En d'autres termes : la couverture médiatique des faits, côté russe et occidentale, était on ne peut plus dissemblable. Quid des faits ?
Une guerre courte et sanglante
La guerre fut courte et sanglante : en cinq jours, l'armée russe est parvenue à mettre en déroute les troupes géorgiennes. Bilan du conflit : plus de 800 morts, 1 700 blessés et 120 000 déplacés, selon les chiffres rapportés par l'AFP.

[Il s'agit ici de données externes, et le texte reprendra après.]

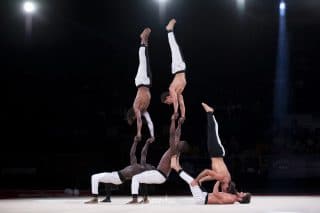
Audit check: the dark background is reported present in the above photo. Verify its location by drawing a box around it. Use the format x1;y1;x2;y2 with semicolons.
0;0;320;194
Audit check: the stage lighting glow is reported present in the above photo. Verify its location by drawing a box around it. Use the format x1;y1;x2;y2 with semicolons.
158;0;168;3
279;2;286;10
23;1;36;14
236;0;246;12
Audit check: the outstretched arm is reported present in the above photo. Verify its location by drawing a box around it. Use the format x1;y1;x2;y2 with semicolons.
199;175;215;184
140;138;152;166
194;169;224;185
130;140;138;165
142;111;154;138
134;108;142;141
178;95;186;121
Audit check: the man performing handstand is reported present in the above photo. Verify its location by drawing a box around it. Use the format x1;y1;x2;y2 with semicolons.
85;138;154;204
171;156;251;204
192;103;235;192
128;116;186;204
127;28;154;141
161;19;187;122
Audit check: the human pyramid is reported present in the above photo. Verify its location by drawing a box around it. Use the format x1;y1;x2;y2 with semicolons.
85;19;251;204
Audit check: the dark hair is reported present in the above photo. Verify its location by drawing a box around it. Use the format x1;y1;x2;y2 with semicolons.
160;91;170;103
239;192;251;204
227;181;238;194
127;107;136;125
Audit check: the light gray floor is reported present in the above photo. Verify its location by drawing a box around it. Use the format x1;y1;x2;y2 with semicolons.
0;196;320;213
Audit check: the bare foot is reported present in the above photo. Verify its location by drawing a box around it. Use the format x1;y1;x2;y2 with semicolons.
140;27;151;45
201;102;214;112
166;18;177;31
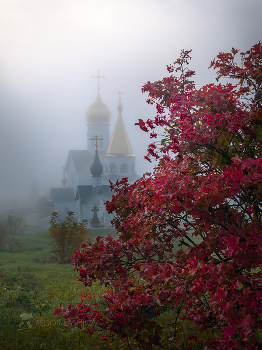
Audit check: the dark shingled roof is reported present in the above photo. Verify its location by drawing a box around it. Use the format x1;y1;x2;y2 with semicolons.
108;173;140;184
65;150;94;171
75;185;111;204
50;187;75;202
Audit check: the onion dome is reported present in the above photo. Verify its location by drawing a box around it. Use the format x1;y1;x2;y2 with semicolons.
90;149;103;177
86;91;111;124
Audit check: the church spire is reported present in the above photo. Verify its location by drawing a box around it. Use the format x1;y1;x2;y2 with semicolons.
62;166;67;188
92;69;106;92
107;91;134;155
90;135;103;187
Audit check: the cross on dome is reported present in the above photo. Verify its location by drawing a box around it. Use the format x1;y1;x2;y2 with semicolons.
89;135;104;150
92;69;106;91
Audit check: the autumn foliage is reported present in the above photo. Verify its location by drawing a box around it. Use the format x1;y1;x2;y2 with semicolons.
55;42;262;349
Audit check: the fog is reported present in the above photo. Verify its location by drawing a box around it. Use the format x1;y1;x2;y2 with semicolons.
0;0;262;205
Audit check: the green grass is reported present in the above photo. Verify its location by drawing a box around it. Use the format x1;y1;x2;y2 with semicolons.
0;229;122;350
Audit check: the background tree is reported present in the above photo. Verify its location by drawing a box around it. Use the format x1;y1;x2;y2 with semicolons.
49;211;87;263
56;43;262;349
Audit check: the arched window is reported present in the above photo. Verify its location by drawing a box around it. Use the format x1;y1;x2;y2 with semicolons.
121;163;128;173
110;163;117;173
100;135;104;149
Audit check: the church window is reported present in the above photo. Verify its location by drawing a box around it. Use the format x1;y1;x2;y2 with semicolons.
121;163;128;173
110;163;117;173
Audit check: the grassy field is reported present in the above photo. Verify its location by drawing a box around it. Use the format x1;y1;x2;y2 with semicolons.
0;227;203;350
0;229;120;350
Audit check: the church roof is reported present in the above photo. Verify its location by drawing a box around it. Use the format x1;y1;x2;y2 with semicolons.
50;187;75;202
108;173;140;183
75;185;111;204
107;102;134;156
65;150;94;171
86;91;111;124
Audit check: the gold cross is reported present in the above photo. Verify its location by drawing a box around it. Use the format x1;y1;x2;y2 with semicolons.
92;69;105;91
89;135;104;150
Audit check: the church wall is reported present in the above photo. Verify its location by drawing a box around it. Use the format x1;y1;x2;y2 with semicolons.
54;201;78;219
66;158;78;191
105;156;136;176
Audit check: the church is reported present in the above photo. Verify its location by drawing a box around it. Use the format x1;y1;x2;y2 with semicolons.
50;86;139;228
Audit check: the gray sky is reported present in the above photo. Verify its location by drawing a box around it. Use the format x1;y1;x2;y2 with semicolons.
0;0;262;199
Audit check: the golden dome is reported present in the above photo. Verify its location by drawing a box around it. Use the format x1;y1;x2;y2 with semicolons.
86;92;111;124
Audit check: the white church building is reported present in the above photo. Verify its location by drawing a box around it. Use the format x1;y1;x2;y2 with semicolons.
50;89;139;228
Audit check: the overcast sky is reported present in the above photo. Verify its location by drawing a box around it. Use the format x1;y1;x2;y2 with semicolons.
0;0;262;199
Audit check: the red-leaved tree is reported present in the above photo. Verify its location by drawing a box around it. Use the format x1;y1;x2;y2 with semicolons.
55;42;262;349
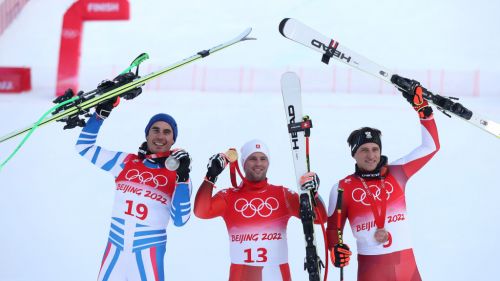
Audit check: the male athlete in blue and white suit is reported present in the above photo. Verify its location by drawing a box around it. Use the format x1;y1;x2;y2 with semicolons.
76;96;191;281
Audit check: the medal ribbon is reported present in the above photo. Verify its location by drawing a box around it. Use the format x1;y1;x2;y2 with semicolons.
359;177;387;229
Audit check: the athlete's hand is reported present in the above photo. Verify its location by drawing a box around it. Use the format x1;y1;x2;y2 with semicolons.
300;172;319;194
206;153;227;184
170;149;191;182
330;244;352;267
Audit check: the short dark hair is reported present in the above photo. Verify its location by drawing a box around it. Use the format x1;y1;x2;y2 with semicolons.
347;127;382;156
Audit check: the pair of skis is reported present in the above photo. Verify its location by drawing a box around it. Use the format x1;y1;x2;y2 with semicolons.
279;18;500;138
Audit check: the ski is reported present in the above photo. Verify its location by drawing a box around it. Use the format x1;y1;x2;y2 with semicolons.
0;28;255;143
279;18;500;138
281;72;323;281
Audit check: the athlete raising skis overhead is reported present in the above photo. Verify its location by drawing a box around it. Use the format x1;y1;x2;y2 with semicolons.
76;76;191;281
327;83;439;281
194;140;326;281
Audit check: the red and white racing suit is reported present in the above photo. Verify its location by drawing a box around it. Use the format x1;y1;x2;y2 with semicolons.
194;180;326;281
327;117;440;281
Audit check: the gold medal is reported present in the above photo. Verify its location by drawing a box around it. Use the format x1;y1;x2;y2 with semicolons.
224;148;238;163
373;228;389;243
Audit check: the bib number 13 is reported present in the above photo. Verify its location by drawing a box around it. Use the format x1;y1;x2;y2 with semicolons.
244;248;267;262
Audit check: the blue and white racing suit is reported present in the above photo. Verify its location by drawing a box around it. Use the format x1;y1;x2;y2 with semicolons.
76;114;191;281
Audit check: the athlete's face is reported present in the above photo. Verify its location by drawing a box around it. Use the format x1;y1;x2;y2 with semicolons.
243;152;269;181
354;142;380;172
146;121;174;153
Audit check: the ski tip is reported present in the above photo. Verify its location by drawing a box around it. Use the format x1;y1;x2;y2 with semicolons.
279;18;290;37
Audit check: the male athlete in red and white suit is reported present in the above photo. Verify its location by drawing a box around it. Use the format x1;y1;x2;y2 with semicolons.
327;85;440;281
194;140;326;281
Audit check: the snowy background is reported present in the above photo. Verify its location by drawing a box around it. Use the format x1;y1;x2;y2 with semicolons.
0;0;500;281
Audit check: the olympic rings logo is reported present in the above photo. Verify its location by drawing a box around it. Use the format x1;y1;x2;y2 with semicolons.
352;181;394;206
125;169;168;188
234;197;280;218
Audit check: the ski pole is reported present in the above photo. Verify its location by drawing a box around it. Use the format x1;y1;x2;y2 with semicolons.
336;187;344;281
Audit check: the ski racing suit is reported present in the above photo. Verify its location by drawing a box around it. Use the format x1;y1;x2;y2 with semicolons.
76;114;191;281
195;180;326;281
327;117;440;281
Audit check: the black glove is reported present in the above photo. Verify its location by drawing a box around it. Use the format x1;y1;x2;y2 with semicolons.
97;72;142;100
300;172;319;194
206;153;227;184
170;149;191;182
330;244;352;267
113;72;142;100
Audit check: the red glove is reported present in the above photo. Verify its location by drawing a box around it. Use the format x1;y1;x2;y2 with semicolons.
401;82;432;119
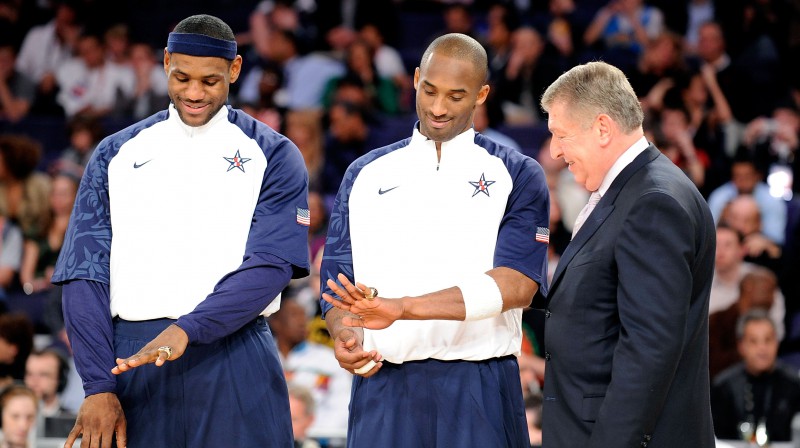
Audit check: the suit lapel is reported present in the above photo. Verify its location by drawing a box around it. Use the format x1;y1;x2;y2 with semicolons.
548;144;661;297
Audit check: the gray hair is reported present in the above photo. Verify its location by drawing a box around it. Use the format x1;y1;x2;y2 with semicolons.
736;308;778;341
541;62;644;134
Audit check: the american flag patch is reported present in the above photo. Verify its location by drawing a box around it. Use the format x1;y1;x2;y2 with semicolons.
536;227;550;244
297;207;311;226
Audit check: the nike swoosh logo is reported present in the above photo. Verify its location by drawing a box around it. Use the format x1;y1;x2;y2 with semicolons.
378;185;400;194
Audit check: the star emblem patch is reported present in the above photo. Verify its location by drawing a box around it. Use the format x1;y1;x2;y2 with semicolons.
469;173;496;198
223;149;250;173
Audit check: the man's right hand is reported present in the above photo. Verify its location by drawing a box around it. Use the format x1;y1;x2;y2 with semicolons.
64;392;127;448
333;328;383;378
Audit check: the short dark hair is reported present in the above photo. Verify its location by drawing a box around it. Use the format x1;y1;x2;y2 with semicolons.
173;14;236;41
419;33;489;83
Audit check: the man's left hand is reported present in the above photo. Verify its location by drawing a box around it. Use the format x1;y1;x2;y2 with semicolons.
322;274;403;330
111;325;189;375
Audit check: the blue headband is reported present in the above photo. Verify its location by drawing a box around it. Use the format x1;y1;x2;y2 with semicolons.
167;33;236;61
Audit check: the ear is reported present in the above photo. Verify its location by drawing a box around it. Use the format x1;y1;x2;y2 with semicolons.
592;114;617;146
231;54;242;84
475;84;489;106
164;47;169;78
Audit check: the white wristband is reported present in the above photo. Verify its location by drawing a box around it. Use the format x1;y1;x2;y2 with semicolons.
456;274;503;321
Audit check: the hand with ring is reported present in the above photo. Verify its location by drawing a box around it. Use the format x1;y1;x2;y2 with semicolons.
111;325;189;375
322;274;403;330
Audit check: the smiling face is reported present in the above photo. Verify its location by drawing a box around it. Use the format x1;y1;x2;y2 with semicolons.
738;319;778;375
414;52;489;143
547;101;615;191
164;51;242;126
2;395;36;446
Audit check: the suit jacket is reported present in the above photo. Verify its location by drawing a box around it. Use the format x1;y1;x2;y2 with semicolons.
542;145;716;448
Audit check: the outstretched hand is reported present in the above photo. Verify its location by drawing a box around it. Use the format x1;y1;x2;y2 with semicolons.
64;393;127;448
322;274;403;330
111;325;189;375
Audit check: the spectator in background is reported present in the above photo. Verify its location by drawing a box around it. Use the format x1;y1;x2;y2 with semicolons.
56;34;136;118
127;42;169;120
0;215;24;304
269;297;353;437
0;134;50;242
289;382;320;448
742;104;800;200
708;267;780;378
358;23;413;110
314;0;399;57
19;163;83;300
708;222;786;340
676;64;740;197
0;313;33;388
481;3;520;80
0;43;36;123
629;31;686;114
525;392;544;448
583;0;664;69
57;115;106;167
0;384;38;448
321;101;376;197
25;348;71;416
241;62;287;129
425;2;480;45
697;22;758;123
283;109;325;189
708;150;786;246
322;39;400;115
711;309;800;442
657;103;708;189
472;103;522;151
17;0;81;115
103;23;129;66
720;194;782;272
487;26;558;124
238;25;344;110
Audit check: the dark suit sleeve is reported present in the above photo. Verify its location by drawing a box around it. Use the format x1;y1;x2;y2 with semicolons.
587;192;707;448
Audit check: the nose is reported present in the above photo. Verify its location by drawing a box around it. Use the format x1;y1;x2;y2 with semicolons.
186;81;205;101
431;96;447;117
550;140;564;160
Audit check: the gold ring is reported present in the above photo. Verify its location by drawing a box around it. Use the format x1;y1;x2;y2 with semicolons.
158;345;172;359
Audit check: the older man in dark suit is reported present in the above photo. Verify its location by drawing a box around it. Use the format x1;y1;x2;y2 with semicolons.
542;62;715;448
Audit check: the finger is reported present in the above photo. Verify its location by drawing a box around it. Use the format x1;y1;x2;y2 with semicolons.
322;293;350;311
342;316;366;328
327;279;355;305
100;429;114;448
156;350;167;367
361;362;383;378
64;423;83;448
339;274;364;300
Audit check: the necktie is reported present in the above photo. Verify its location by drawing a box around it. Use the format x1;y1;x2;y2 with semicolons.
572;191;600;238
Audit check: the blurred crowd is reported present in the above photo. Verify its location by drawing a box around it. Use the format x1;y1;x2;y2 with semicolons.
0;0;800;447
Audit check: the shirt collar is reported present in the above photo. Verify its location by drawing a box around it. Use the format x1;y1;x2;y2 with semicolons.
411;123;475;150
597;136;650;196
169;103;228;137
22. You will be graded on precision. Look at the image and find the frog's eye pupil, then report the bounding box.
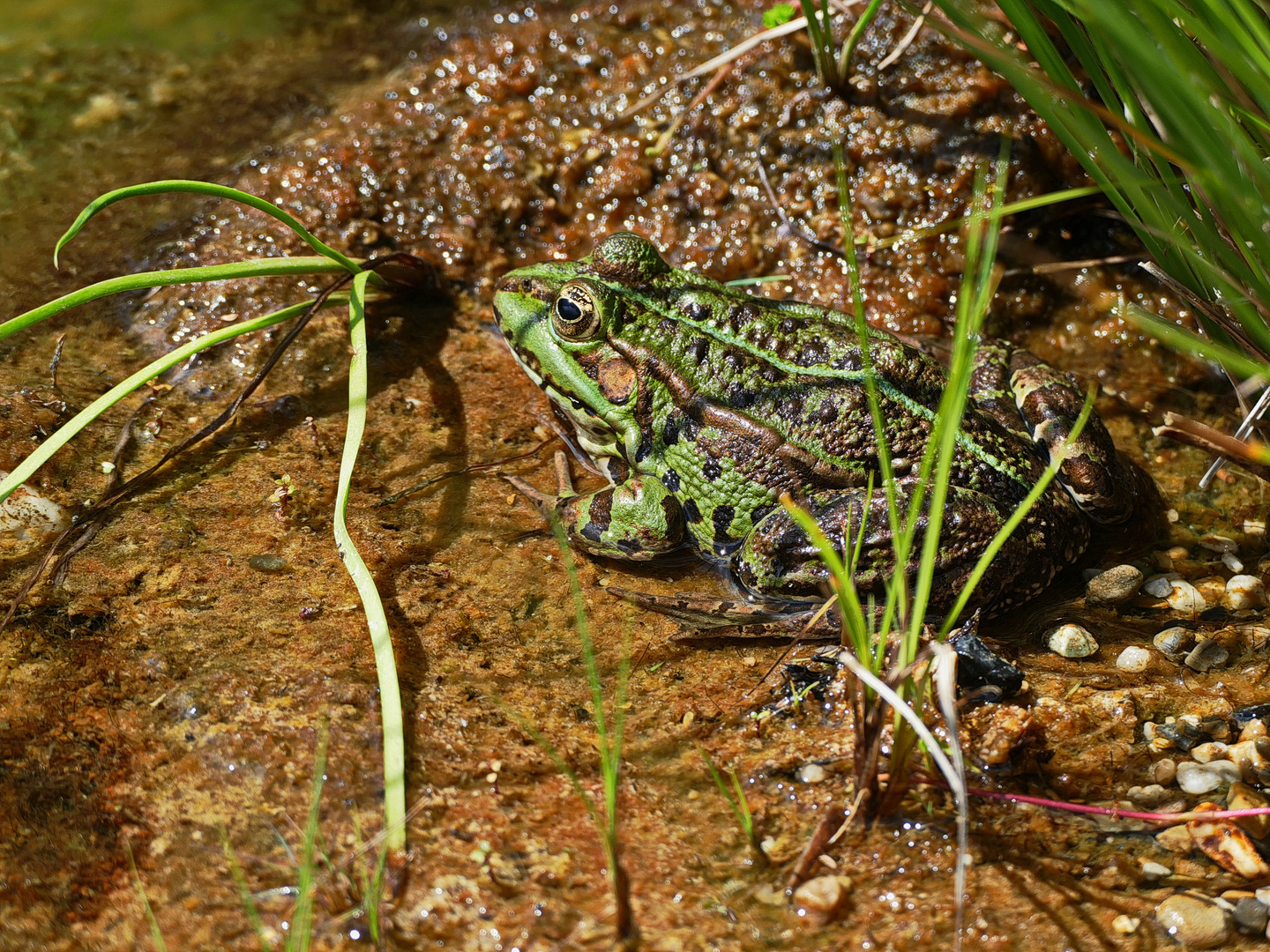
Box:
[557,297,582,324]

Un accord de paix négocié, au nom de l'Union européenne, par le président français Nicolas Sarkozy a finalement abouti au retrait des troupes russes de Géorgie. Cependant Moscou a reconnu comme Etats les régions séparatistes d'Ossétie du sud et d'Abkhazie, qui avaient déclaré leur indépendance, et y maintient depuis une présence militaire. L'Ossétie du sud et l'Abkhazie avaient déjà défendu leur indépendance lors d'une première guerre contre les forces de Tbilissi, après la dislocation de l'URSS au début des années 1990.
Une guerre déclenchée par Tbilissi, selon une enquête sponsorisée par l'UE
De Moscou et Tbilissi, à qui revient la responsabilité d'avoir déclenché les hostilités ?
Au commencement du conflit : dans la nuit du 8 août, les troupes géorgiennes lancent un assaut sur la région séparatiste d'Ossétie du sud, soumettant sa capitale, Tskhinvali, à des bombardements aveugles. Des soldats russes des forces de maintien de la paix (dont la présence est prévue par l'accord de Sotchi de 1992) ainsi que des civils russes périssent, provoquant une réponse rapide des forces armées russes. Le président géorgien Mikheil Saakachvili assure, de son côté, que l'assaut de ses troupes était une manière de prévenir une invasion russe de la Géorgie.
Toutefois, la responsabilité géorgienne dans le déclenchement du conflit a été confirmée par le rapport de la mission d'enquête internationale indépendante sur le conflit en Géorgie, commandé par l'Union européenne en 2009. On y lit en effet : «Le bombardement de Tskhinvali par les forces armées géorgiennes dans la nuit du 7 au 8 août 2008 marqua le début d’un conflit armé d’envergure en Géorgie.»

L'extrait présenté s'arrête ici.